5. A method of designing an optical path for a scanner, wherein the scanner has a platform and a scanning head, and the scanning head is capable of moving in a scanning direction to scan a document placed on the platform, the method including:

providing a scattering light source mounted on the scanning head;

projecting a parallel beam from the scattering light source onto the platform to produce a scan line;

defining a length of the scan line as a maximum width of scanning on the document;

providing a plurality of reflecting mirrors sequentially positioned along an optical path beyond the document;

providing a lens positioned along an optical path beyond the set of reflecting mirrors; and

providing a photo-sensor along an optical path beyond the lens, wherein the parallel beam from the light source projecting onto the platform sequentially passes through the reflecting mirrors and the lens to arrive at the photo-sensor after reflection.

6. The design method of claim 5, wherein the scattering light source includes a scattering lamp tube.

7. The design method of claim 5, wherein the reflecting mirrors has a length smaller than or equal to the length of the scattering light source.

8. The design method of claim 5, wherein a length of the scan line is an optimal width of the window on the platform.

9. An outer casing and a platform for a scanner, at least comprising:

an outer casing having an opening section, wherein lower edges of the opening section have supporting surfaces; and

a platform on the supporting surfaces, wherein an area of the platform is identical to an area of the opening section.
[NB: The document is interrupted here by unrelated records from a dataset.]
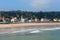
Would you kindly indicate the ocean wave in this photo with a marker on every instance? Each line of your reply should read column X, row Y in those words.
column 30, row 30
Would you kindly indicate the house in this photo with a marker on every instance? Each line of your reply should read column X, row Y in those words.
column 44, row 20
column 22, row 19
column 14, row 19
column 55, row 19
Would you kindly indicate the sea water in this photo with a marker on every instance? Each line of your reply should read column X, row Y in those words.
column 31, row 33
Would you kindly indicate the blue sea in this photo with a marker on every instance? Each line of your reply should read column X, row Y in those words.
column 31, row 33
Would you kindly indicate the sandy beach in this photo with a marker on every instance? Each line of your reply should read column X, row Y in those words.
column 28, row 24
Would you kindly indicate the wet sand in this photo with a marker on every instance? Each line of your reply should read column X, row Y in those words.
column 27, row 25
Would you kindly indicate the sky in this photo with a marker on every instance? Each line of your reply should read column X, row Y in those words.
column 30, row 5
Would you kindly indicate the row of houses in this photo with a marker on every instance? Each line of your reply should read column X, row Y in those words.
column 22, row 20
column 35, row 20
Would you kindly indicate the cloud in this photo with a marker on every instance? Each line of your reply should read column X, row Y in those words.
column 40, row 3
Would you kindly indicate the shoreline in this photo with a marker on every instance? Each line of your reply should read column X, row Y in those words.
column 27, row 25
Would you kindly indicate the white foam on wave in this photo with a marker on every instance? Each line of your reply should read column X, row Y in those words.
column 33, row 30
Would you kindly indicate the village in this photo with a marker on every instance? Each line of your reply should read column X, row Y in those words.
column 27, row 20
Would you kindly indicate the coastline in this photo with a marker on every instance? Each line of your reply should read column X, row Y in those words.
column 28, row 24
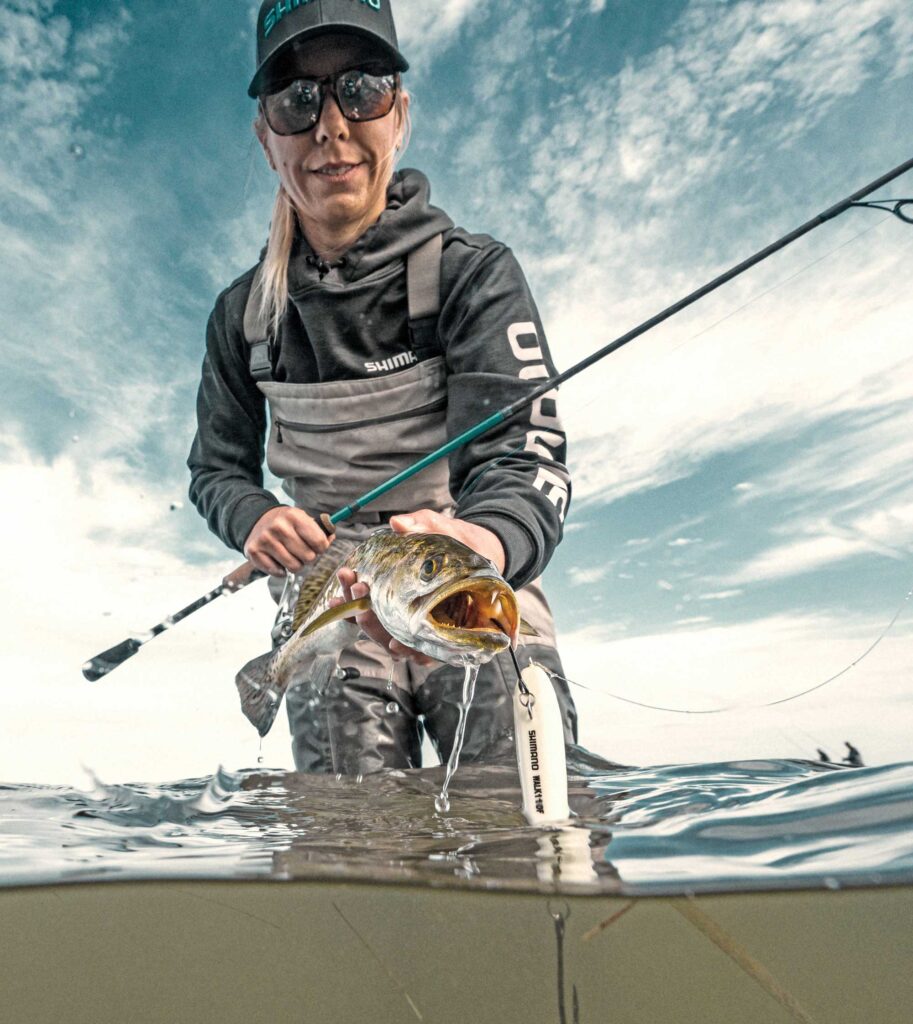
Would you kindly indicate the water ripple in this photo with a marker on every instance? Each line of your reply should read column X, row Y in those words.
column 749, row 824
10. A scanning head for a scanner, wherein the scanner has a platform for putting a document, and the scanning head is capable of moving forward in a scanning direction to scan the document, the scanning head at least comprises:

a shell body with a long side, wherein a length of the long side is smaller than a length of the platform in a direction perpendicular to the scanning direction;

a scattering light source mounted on the long side of the shell body for producing a parallel beam of light, wherein the scattering light source has a length smaller than or equal to the length of the long side of the shell body;

a plurality of reflecting mirrors within the shell body;

a lens within the shell body; and

a photo-sensor within the shell body, wherein the parallel beam from the light source projecting onto the platform sequentially passes through the reflecting mirrors and the lens to arrive at the photo-sensor after reflection.

11. The scanning head of claim 10, wherein the scattering light source includes a scattering lamp tube.
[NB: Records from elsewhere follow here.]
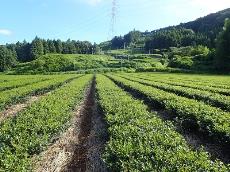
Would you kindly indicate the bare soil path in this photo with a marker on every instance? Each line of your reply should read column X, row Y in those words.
column 80, row 147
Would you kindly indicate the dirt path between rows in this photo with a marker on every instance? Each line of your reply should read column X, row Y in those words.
column 80, row 147
column 13, row 110
column 195, row 138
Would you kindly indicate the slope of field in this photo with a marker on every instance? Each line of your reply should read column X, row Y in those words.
column 85, row 63
column 115, row 122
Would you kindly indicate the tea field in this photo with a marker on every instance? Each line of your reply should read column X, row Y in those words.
column 115, row 122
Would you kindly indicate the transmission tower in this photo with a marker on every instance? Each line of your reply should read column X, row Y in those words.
column 113, row 18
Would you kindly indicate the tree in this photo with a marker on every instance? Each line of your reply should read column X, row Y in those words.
column 222, row 60
column 7, row 58
column 36, row 48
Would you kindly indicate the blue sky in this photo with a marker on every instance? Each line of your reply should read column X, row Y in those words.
column 91, row 19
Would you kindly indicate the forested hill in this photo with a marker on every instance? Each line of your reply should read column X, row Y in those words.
column 202, row 31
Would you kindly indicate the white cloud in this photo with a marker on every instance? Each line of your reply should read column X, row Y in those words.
column 93, row 2
column 89, row 2
column 5, row 32
column 211, row 5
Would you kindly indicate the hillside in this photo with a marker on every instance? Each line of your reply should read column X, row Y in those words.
column 202, row 31
column 84, row 63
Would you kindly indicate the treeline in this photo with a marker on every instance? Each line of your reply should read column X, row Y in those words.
column 24, row 51
column 202, row 31
column 175, row 37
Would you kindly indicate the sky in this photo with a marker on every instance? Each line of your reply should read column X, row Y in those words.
column 91, row 19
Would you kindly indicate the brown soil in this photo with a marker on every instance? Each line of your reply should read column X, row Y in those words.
column 11, row 111
column 195, row 138
column 80, row 147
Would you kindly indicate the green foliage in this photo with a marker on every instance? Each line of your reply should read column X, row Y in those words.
column 13, row 95
column 140, row 141
column 181, row 62
column 32, row 130
column 222, row 60
column 63, row 63
column 210, row 119
column 214, row 99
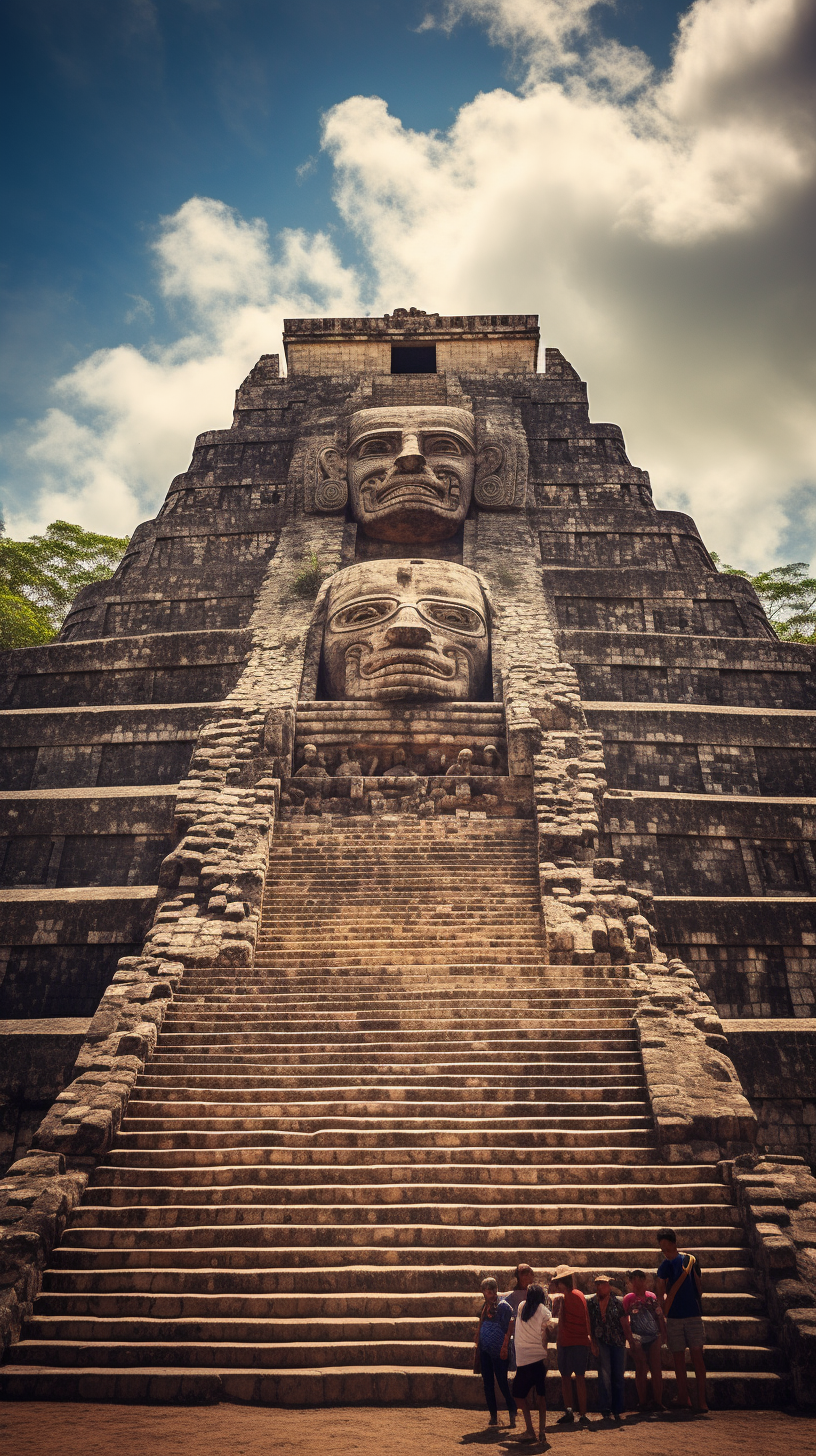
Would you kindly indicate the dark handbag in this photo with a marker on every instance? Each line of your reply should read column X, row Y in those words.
column 477, row 1351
12. The scanning head of claim 10, wherein the reflecting mirrors has a length smaller than or equal to the length of the scattering light source.

13. A scanner for scanning a document, at least comprising:

an outer casing with an opening section;

a platform over the opening section for putting the document;

a scanning head within the outer casing, wherein the scanning head is capable of moving forward in a scanning direction to scan the document, wherein the scanning head further includes:

a shell body with a long side, wherein a length of the long side is smaller than a length of the platform in a direction perpendicular to the scanning direction;

a scattering light source mounted on the long side of the shell body for producing a parallel beam of light, wherein the scattering light source has a length smaller than or equal to the length of the long side of the shell body;

a plurality of reflecting mirrors within the shell body;

a lens within the shell body; and

a photo-sensor within the shell body, wherein the parallel beam from the light source projecting onto the platform sequentially passes through the reflecting mirrors and the lens to arrive at the photo-sensor after reflection;

a linear guide within the outer casing for guiding the scanning head; and

a driving device within the outer casing for driving the scanning head.

14. The scanner of claim 13, wherein the scattering light source includes a scattering lamp tube.